Circa duemila le persone scese in piazza a Bellinzona. Tra le rivendicazioni anche la difesa del servizio pubblico e la tutela dei diritti senza frontiere
Sono partiti puntuali alle 14.30 dal piazzale Stazione a Bellinzona. Forse per sfuggire al sole battente e trovare riparo all’ombra dei cento tigli e sette ippocastani secolari che costeggiano il viale fino all'incrocio con largo Elvezia. Sicuramente per ribadire, una volta ancora di più, un concetto tanto importante quanto semplice: in Ticino ci vogliono salari giusti. È questa la rivendicazione portata in piazza dal corteo del Primo maggio, con la consigliera di Stato socialista Marina Carobbio in prima fila. Salari giusti e senza frontiere, quindi evitando di mettere lavoratore residente e frontaliero l'uno contro l’altro, e un servizio pubblico forte che posso rispondere ai bisogni crescenti di una popolazione in difficoltà. E qui si torna al punto di partenza, i salari. «Nel nostro cantone i lavoratori sono pagati in media il venti per cento in meno rispetto al resto della Svizzera. Questo nonostante alcuni costi, penso soprattutto ai premi di cassa malati, non siano certo inferiori a quelli d’Oltralpe. È per questo motivo che sempre più persone hanno bisogno di aiuti e sussidi», dichiara il segretario regionale di Unia Giangiorgio Gargantini al corteo del Primo maggio che lentamente si dirige verso piazza Governo. «La situazione peggiora. Anni fa le grandi aziende che cercavano manodopera a basso costo delocalizzavano nei Paesi dell’Est Europa. Ora lo fanno in Ticino perché sanno che qui possono pagare meno i lavoratori mantenendo i vantaggi di trovarsi in Svizzera. È per questo motivo – aggiunge Gargantini – che Zalando si è spostata da Soletta a Sant’Antonino». Ma il problema non tocca solo gli operai. «Anche i lavoratori altamente qualificati soffrono. Ci sono architetti pagati 4’200 franchi lordi. E poi qualcuno si stupisce che dal Ticino i giovani se ne vanno».
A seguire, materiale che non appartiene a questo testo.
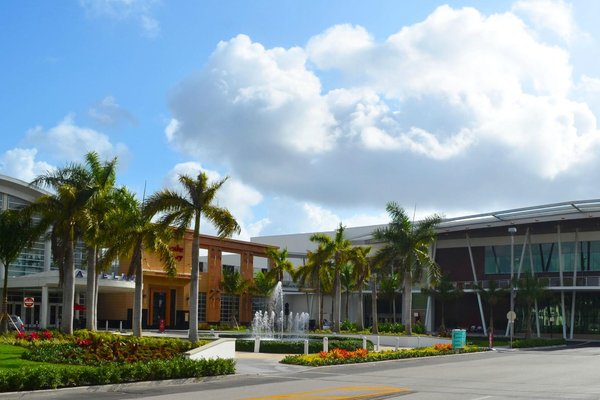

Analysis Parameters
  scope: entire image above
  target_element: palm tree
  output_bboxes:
[475,279,508,341]
[77,152,117,331]
[514,274,548,339]
[26,164,98,334]
[147,172,240,342]
[267,247,295,282]
[99,188,177,337]
[350,246,371,331]
[310,224,352,332]
[373,202,441,335]
[340,263,356,321]
[0,210,41,333]
[421,275,463,333]
[379,272,400,323]
[296,250,332,329]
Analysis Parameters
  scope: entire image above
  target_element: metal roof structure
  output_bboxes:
[437,199,600,232]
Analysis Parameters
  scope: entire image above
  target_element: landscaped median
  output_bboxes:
[281,344,488,367]
[0,331,235,392]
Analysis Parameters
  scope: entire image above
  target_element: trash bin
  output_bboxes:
[452,329,467,349]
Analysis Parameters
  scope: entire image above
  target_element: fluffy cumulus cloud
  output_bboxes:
[164,162,269,239]
[25,115,128,163]
[165,1,600,219]
[79,0,160,38]
[0,148,54,182]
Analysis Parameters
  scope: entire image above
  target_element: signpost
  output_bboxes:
[506,310,517,349]
[23,297,35,308]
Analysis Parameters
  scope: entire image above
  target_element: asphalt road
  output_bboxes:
[0,345,600,400]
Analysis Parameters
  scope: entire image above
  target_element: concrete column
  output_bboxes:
[40,286,50,329]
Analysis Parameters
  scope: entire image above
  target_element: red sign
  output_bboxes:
[23,297,34,308]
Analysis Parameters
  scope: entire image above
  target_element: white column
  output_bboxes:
[569,230,579,339]
[44,231,52,271]
[467,233,487,335]
[557,225,567,339]
[40,286,50,329]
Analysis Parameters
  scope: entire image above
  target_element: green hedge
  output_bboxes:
[281,346,487,367]
[0,357,235,392]
[235,338,373,354]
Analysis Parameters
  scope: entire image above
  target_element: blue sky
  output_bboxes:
[0,0,600,238]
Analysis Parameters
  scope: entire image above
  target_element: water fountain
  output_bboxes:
[252,282,310,339]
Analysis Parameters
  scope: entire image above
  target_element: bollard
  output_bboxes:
[254,336,260,353]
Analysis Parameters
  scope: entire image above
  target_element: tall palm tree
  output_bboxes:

Un 1° Maggio quello di quest’anno che, come detto, ha voluto mettere al centro la questione dei salari e lasciare spazio alla voce dei lavoratori. Pochi gli interventi sindacali durante il pomeriggio che si è concluso con i concerti davanti a Palazzo delle Orsoline. Numerose, invece, le testimonianze di chi tutti i giorni vive la realtà di un mondo del lavoro difficile «e che sta peggiorando» racconta un’educatrice. «Nel nostro settore siamo tanti eppure sembriamo invisibili, soprattutto per una certa parte della politica. Il nostro carico di lavoro aumenta, il numero di persone che si rivolge a noi aumenta. Ma le risorse, complici i tagli decisi dal Cantone nel nostro settore, diminuiscono. Siamo quindi chiamati a fare più turni e avere sempre meno colleghi». Dal sociale al sanitario la musica non cambia. «Le cure di qualità sono un problema che tocca tutti. Perché tutti, ahimè, prima o poi devono ricorrere al nostro sistema sanitario», racconta un’assistente di studio medico. «Un sistema sanitario per il quale si è fatto poco o nulla dopo gli applausi ricevuti durante la pandemia».
Presenti in piazza anche alcuni lavoratori frontalieri, che hanno voluto ricordare come «il colore della pelle e l’accento possono forse essere diversi, ma le imprecazioni di un lavoratore davanti a un trattamento ingiusto sono uguali ovunque», spiega una frontaliera attiva nel commercio al dettaglio. «Dobbiamo far capire alla politica che tutti insieme noi lavoratori siamo forti».
Sul palco, poco prima dei concerti, è poi stato dato spazio ai rappresentanti sindacali del mondo dei media. Un settore particolarmente sotto pressione e in difficoltà. Il sindacato svizzero dei media ricorda «la pericolosità dell’iniziativa 200 franchi bastano», mentre Syndicom sottolinea «il rischio che l’accentramento dei media privati e i pochi fondi a disposizione dei giornali possono comportare per l’informazione».